Amelia Womack, 30, works in projects and events management, and is Deputy Leader for the Green Party. Her constituency is Camberwell and Peckham

“I remember the first time I ever got to vote. I was 18, and my mum gave me the leaflets for every single party – telling me to just vote for whatever I believed in. When I read the Green Party leaflet, something clicked. I truly agreed with their values and I have voted for them ever since.”

“Politics wasn’t ever my chosen route, career-wise. My degree is in environmental biology and as a scientist, I really believe that tackling climate change is vital for everyone’s future.”

“We currently have a generation that feels like it doesn’t have a voice. I want to inspire young people to get into politics, whatever the results of the election are. There are cuts in benefits and increases in tuition fees, and it’s all because they’re implemented by MPs who people didn’t vote for – simply because they didn’t go out and vote at all.”

“We need parties that inspire people, and which make them feel like they’re being heard. Everyone in the Greens has a voice and has the opportunity to come to conference and vote on our policies and be included in the debates about the direction of our party and that makes me prouder than anything.”

SNP

“WE HAVE TO REFLECT OUR COUNTRY’S DIVERSITY”

Hannah Bardell is from the Scottish National Party Hannah Bardell is from the Scottish National Party

 

 

Hannah Bardell, 31, is a candidate for SNP in Livingston, Scotland

“I used to moan that everyone in government was boring. And my granddad simply said ‘get up off your backside and do something about it’ – so I did.

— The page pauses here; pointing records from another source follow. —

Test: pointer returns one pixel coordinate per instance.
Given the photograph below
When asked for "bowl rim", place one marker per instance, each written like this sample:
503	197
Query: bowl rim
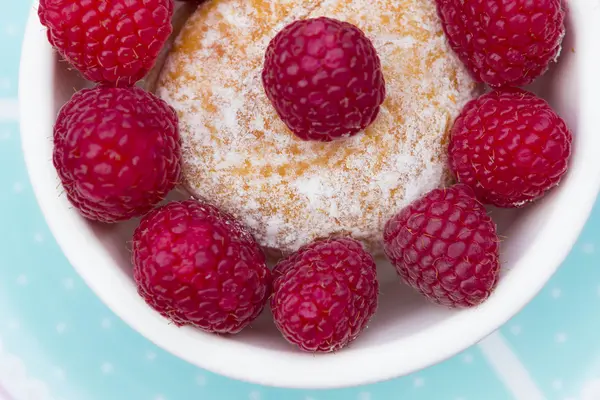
272	367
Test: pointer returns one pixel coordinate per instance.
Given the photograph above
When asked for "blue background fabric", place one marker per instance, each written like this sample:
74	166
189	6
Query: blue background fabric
58	341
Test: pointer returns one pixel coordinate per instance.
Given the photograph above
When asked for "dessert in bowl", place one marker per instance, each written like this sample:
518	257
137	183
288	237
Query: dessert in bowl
262	184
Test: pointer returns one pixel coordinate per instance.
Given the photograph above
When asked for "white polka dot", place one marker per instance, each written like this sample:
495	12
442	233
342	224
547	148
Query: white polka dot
560	337
364	396
5	83
59	373
61	327
588	248
68	283
18	187
22	280
106	323
38	238
201	380
557	384
107	368
254	395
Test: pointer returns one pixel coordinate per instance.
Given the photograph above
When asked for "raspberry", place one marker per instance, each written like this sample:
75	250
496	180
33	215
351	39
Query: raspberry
324	79
115	42
504	42
510	147
197	266
325	294
116	151
445	246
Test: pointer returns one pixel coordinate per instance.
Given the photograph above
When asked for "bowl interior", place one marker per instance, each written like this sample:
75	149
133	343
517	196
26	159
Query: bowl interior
404	322
402	311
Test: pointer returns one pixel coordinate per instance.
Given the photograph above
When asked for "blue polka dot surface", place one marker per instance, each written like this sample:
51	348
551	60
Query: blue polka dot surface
58	341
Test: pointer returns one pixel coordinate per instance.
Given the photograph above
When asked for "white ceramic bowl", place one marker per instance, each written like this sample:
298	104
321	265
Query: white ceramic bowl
407	333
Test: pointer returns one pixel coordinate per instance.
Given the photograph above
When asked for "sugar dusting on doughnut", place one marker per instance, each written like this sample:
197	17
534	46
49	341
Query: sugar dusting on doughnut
241	157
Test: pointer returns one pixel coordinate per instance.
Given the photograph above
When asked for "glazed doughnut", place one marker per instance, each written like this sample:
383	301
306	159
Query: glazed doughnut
241	157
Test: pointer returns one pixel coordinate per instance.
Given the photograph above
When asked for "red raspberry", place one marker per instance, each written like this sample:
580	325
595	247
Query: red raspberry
445	246
510	147
198	266
115	42
504	42
325	294
117	152
324	79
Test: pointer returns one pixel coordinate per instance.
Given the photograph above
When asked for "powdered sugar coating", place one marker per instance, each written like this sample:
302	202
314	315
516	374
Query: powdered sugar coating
241	157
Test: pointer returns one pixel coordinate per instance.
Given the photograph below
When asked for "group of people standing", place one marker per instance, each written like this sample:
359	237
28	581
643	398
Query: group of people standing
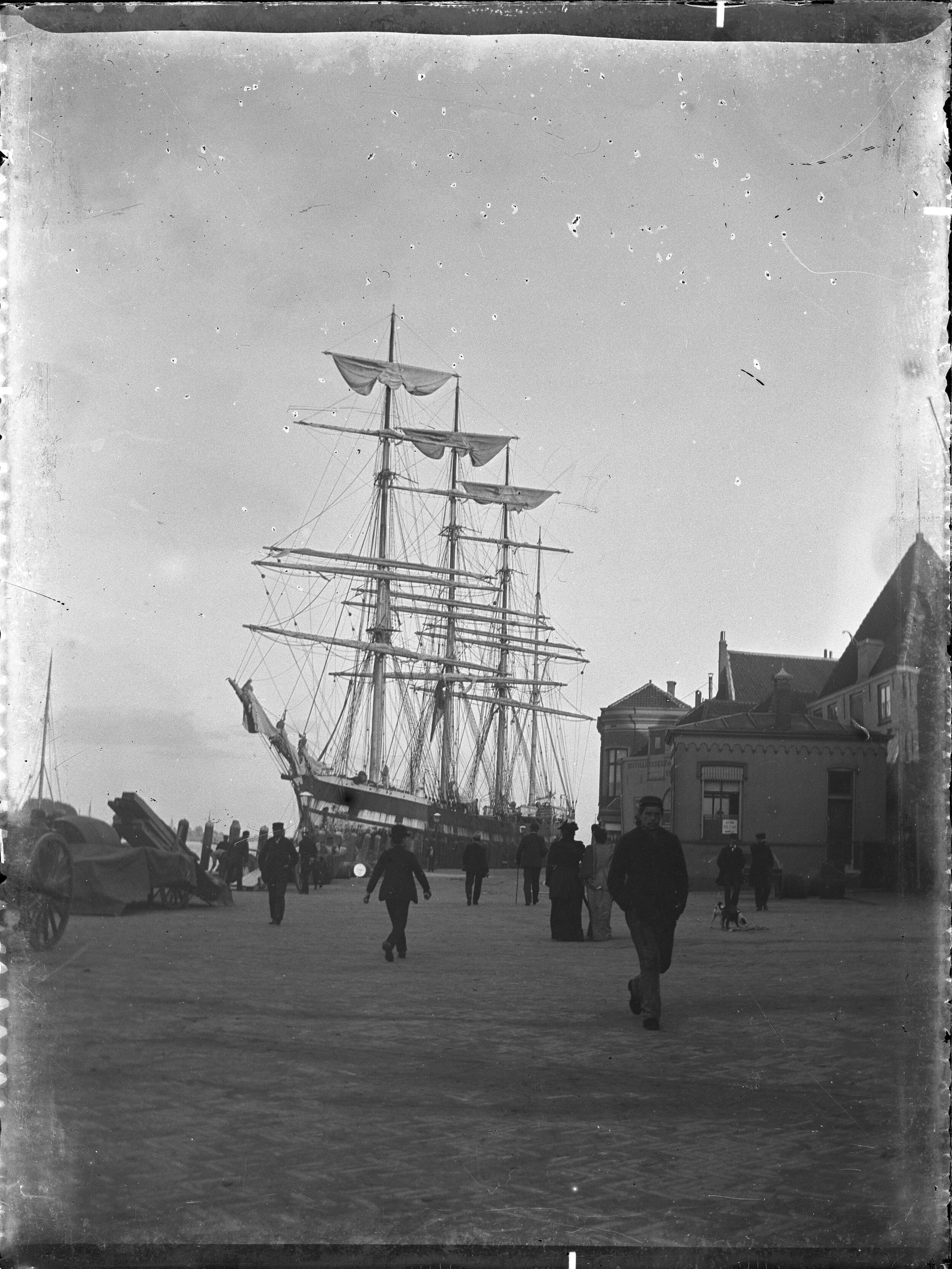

“I’ve seen all sides of politics: from working as a producer on GMTV’s Political Sunday programme, to managing Alex Salmond’s constituency office. But I also worked in senior management of an oil firm for three years.”

“It’s hard for working women. We can’t be taken seriously and be promoted at the same rate as their male counterparts. It didn’t seem fair – and it meant I was always banging on about how we needed to see more young people and women in government. Until eventually I realized that, like my granddad taught me, I had to become the change I wanted to see.

“It’s a brilliant time to be a woman in politics, Scotland has its first female First Minister in Nicola Surgeon, and we’re one of just three gender-balanced cabinets in the whole world.”

“Government will become boring if its just Imade up of all the same people and all the same faces, and we’ll keep getting the same broken policies again and again. We need it to reflect the diversity of our country.”

“I make an effort to have a wide range of views in my circle of friends. It’s good to be challenged and I grow with it.”

“A stronger Scotland is better for everyone. If we get more of our MPs in Parliament, then we can fight for more progressive policies across the whole of the UK, such as the free prescriptions and education that we’ve already implemented in Scotland. Because no matter where you’re from or who you are, the person standing next to you is just as important – and if you ask me, that’s what the SNP is all about.”